Christmas cactus (Schlumbergera truncata) This plant is not highly toxic, but will cause vomiting and diarrhea. Most pet who chew on Christmas cactus will be okay, but older pets and those with medical conditions may have abdominal discomfort and may even have some blood in their stool. These pets may need to be hospitalized on IV fluids for a short period of time to support them as the symptoms pass.

Mistletoe can be a little more tricky as there is both an American and European form. Most ingestions involve American mistletoe (Phoradendron spp.). The plant contains lectins, but ingestion of a few leaves or berries will generally cause just a mild stomach upset. If purchased in a store, the berries frequently have been removed and replaced with plastic “berries” which can be a foreign object that causes complete or partial intestinal blockages. This results in vomiting and weight loss, the severity of symptoms depending on if it is a complete, or partial blockage. Large ingestions of the actual berry may require decontamination (that means inducing vomiting, and/or stomach pumping, and then activated charcoal to adsorb any remaining toxin) and then cardiovascular monitoring. Most patients just nibble and vomit.

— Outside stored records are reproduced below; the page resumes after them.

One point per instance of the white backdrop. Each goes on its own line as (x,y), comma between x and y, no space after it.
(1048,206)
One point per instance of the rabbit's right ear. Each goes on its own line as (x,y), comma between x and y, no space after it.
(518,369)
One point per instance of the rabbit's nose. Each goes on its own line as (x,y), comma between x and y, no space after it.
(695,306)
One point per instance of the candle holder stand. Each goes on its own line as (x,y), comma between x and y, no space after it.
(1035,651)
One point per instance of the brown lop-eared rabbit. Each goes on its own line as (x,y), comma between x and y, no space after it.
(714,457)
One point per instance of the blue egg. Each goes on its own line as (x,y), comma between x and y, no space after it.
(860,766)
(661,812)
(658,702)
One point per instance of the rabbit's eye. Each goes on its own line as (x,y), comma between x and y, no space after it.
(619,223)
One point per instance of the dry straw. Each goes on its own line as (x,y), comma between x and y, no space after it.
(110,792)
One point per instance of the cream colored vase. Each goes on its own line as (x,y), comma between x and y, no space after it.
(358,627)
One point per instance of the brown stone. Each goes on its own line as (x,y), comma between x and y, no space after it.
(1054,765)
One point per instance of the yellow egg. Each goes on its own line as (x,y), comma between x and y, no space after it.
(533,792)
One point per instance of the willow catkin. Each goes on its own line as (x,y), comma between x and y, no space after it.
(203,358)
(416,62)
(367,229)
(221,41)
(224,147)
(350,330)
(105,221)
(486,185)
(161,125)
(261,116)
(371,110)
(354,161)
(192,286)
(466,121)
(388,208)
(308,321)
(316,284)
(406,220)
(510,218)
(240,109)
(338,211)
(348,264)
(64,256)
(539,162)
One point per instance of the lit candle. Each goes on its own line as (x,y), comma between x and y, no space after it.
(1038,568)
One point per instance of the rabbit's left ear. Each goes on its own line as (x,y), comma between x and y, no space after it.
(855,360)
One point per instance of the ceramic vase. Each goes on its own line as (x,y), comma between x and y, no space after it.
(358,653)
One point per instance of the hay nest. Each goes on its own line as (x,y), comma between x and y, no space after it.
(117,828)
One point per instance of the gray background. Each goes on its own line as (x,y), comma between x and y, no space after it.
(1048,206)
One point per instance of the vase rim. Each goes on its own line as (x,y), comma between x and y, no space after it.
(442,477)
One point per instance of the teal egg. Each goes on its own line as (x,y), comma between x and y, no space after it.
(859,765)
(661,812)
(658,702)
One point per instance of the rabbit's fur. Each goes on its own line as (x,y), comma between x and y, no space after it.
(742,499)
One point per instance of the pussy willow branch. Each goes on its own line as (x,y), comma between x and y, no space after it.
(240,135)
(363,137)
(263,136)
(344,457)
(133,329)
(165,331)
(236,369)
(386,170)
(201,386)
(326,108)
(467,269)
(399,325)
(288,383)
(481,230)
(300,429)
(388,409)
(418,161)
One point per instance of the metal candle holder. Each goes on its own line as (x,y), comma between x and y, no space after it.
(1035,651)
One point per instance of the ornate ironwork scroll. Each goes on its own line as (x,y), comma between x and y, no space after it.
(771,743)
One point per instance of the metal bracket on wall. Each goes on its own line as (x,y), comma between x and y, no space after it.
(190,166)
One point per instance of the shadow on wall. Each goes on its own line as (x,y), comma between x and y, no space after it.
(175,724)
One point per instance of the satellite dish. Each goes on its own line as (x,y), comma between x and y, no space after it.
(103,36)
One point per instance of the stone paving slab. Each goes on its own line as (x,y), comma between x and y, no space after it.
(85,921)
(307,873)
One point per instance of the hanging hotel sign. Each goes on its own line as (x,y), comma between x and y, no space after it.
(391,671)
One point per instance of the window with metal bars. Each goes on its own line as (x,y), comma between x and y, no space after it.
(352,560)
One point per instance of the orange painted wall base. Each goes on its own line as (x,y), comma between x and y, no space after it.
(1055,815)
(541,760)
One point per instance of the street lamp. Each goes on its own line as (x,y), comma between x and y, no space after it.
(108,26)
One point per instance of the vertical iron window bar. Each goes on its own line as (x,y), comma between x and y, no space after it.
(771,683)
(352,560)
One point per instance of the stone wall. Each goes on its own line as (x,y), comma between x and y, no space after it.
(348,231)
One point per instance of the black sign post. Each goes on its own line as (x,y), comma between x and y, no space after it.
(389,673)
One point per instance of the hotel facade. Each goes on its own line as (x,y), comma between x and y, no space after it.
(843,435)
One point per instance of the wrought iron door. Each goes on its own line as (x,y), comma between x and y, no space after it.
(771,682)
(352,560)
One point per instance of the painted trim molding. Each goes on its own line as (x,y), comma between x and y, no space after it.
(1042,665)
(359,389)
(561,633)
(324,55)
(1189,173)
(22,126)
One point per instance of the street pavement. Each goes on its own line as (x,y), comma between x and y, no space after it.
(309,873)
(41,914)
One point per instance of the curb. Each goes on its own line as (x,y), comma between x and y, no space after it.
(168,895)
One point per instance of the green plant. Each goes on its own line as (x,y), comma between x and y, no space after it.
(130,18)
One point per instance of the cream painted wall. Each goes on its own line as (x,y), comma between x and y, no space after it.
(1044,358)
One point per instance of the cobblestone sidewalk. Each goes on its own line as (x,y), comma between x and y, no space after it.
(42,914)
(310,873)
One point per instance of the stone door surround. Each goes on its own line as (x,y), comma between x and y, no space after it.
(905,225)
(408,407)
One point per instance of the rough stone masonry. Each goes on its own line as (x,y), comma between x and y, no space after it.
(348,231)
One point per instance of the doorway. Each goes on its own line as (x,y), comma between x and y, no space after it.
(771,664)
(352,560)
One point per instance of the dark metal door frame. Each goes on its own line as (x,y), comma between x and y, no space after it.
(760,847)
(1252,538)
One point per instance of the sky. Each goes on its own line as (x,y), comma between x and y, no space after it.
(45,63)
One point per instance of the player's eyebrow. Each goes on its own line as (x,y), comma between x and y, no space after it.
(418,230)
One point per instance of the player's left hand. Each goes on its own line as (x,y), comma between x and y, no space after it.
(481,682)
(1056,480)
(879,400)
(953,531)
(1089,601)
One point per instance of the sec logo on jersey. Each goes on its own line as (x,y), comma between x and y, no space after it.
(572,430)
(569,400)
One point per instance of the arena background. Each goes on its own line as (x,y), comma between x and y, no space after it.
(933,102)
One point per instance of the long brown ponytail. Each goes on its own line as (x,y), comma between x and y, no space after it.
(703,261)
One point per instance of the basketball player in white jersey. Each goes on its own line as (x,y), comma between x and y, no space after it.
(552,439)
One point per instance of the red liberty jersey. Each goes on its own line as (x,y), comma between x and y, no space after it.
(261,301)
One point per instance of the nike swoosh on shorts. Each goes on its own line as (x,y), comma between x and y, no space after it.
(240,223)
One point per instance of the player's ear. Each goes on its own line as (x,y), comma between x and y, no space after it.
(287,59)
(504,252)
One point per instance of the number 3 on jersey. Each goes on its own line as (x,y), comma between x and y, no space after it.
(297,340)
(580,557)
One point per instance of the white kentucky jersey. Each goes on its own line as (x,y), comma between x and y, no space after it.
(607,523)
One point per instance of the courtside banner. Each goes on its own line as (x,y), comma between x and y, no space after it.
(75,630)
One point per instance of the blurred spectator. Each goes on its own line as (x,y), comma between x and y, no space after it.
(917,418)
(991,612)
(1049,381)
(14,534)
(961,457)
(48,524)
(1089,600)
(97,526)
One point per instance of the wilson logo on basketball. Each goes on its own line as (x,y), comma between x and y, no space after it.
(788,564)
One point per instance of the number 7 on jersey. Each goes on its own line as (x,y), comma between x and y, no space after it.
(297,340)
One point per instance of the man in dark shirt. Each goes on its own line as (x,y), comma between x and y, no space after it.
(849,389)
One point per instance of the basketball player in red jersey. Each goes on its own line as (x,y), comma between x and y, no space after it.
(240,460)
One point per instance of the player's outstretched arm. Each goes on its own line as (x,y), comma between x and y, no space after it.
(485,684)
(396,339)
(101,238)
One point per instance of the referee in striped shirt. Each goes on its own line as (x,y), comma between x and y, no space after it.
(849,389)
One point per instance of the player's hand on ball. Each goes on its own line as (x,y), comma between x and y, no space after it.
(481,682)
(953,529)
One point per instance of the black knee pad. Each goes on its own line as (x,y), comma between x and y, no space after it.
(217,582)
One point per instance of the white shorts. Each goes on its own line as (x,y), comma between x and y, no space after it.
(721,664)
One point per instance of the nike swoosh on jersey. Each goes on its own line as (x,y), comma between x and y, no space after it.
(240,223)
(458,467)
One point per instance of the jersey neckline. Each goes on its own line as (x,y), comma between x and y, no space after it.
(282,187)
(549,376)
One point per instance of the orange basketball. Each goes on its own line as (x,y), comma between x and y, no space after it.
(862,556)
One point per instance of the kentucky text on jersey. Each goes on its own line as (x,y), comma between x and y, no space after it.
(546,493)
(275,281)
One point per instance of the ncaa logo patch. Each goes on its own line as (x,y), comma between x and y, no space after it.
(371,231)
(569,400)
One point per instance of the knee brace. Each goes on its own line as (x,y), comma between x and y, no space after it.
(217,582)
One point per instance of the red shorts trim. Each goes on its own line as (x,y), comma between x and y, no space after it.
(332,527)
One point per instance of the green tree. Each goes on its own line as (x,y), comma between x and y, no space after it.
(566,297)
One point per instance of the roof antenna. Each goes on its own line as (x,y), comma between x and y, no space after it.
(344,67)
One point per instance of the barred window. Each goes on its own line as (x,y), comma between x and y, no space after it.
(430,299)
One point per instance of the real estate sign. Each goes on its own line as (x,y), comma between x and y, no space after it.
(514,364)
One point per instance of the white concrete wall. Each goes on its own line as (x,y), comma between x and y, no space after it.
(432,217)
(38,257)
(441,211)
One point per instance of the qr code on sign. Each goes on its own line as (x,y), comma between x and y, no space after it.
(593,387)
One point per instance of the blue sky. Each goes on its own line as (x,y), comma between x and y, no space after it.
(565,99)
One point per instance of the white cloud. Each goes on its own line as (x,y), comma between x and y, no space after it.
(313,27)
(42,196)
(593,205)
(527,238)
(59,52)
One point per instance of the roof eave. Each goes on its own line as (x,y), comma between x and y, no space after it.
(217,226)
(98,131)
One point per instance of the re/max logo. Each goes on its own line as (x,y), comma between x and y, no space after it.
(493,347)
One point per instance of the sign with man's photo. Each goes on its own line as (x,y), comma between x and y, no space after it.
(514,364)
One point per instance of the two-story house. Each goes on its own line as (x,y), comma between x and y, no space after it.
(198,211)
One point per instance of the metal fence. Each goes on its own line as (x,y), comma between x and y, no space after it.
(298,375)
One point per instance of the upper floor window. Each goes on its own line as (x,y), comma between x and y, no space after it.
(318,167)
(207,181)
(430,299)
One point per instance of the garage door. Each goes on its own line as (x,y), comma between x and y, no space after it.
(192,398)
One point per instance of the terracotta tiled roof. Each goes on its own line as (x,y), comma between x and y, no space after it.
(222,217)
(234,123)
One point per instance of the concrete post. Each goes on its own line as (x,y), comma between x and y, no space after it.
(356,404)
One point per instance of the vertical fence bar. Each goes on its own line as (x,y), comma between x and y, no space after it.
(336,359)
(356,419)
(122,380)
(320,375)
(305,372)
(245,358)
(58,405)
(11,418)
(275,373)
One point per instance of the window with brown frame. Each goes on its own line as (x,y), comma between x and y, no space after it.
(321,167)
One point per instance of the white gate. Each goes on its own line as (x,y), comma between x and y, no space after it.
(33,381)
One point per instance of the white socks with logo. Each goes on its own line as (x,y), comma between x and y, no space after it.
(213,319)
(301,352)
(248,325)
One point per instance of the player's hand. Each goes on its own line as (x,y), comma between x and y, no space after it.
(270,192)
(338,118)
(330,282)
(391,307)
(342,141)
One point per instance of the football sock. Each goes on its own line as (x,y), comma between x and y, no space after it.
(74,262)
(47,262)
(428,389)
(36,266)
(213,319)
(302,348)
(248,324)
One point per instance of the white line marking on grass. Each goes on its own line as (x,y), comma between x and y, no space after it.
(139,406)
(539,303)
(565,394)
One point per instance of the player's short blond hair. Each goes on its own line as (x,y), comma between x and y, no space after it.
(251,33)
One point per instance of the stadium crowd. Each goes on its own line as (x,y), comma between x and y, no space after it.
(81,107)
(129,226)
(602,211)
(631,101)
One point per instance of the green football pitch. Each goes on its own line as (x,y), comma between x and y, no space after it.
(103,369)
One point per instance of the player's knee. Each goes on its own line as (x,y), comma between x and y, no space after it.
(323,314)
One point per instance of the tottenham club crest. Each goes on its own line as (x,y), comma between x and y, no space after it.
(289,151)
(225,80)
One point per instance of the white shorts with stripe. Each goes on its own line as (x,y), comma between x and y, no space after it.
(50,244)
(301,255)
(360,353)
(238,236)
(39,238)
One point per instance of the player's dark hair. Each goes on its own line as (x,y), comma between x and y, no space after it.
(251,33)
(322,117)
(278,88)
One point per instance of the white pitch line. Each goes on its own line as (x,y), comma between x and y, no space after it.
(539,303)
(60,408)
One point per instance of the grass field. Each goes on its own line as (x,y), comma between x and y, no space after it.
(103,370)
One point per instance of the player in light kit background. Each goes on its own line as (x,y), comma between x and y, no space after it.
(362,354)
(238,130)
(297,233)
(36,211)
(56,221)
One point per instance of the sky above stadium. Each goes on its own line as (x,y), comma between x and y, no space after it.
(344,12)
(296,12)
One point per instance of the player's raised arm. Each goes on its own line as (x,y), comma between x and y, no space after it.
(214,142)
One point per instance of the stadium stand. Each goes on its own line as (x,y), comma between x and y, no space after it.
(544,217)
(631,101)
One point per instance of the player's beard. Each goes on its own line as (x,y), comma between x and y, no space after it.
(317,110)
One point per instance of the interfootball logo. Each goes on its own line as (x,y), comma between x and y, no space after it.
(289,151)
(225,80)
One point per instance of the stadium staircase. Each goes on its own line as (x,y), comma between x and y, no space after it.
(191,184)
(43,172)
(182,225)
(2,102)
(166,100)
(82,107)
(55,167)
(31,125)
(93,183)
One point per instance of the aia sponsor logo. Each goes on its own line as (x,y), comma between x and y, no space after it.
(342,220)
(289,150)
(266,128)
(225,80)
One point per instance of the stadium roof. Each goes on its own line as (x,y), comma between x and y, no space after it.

Holly is not commonly ingested as it is a ‘prickly’ plant. However, when it is brought inside as a decoration, cats appear to find it quite tasty. All parts of the holly plant are considered to be toxic. Holly has toxins in the families of methylxanthines (same type of toxin as makes chocolate and coffee toxic), saponins, and ilicin as some of its toxic components. The good news is that true toxicoses not generally expected in cats. Most ingestions cause GI irritation and depression. Recent ingestions can usually be managed with dilution and monitoring at home.

Amaryllis are common ornamental bulb plants, forced to bloom at Christmas time. The plants contain a variety of alkaloids and galanthamine, which is a cholinesterase-inhibitor, kind of like the older flea sprays and flea collar ingredients. All parts of the plant are toxic, however the bulbs are the worst. With cats, they usually only eat the foliage and flower which only causes drooling, vomiting and diarrhea. Ingesting the bulb can cause low blood pressure, weakness, staggery and drunken gait, muscle tremors and seizures. Since cats don’t dig up the bulb, the overall prognosis is good.

​​​​​​​Lilies aren’t necessarily a Christmas plant, but we do still find them in bouquets this time of year. Members of the Lilium andHemerocallis genera (Easter lilies, tiger lilies, day lilies, etc.) cause acute kidney failure in cats. The toxic principle is unknown, but is known to be water soluble. Even minor exposures (bite on a leaf, ingestion of pollen) may result in toxicosis, so all feline exposures to lilies should be considered potentially life-threatening!! Cats begin to vomit within a few hours after exposure. Within 24 to 72 hours of ingestion, kidney failure develops. Elevations in Blood Urea Nitrogen (BUN), creatinine, Phosphorous, and Potassium are detectable as early as 12 hours post ingestion. Creatinine elevations may be especially high. Since the toxin causes damage to the renal tubular cells, protein and glucose loss in a dilute urine is usually detectable on urinalysis within 24 hours of ingestion. If we get to these patients within the first 18 hours after ingestion they usually have a good prognosis. After 18 hours, the prognosis declines. These cats should be decontaminated aggressively. Treatment consists of inducing vomiting and administering a dose of activated charcoal. We then hospitalize the cat on intravenous fluids at a flow rate twice as high as a normal maintenance rate would be, for 48 hours. Baseline kidney values should be checked at the time that the kitty presents to the Emergency Room and then 24 and 48 hours later. If the values are normal at 48 hours, then we would sequentially turn down the fluid rate to wean the cat off fluids and then send it home. Because the tubular injury from lily ingestion spares the renal tubular basement membrane, regeneration of damaged tubules may be possible. In severe cases, peritoneal dialysis may aid in managing renal failure until tubular regeneration occurs (10-14 days or longer). This means transferring to a specialty care facility that has the capability of doing dialysis-like therapy.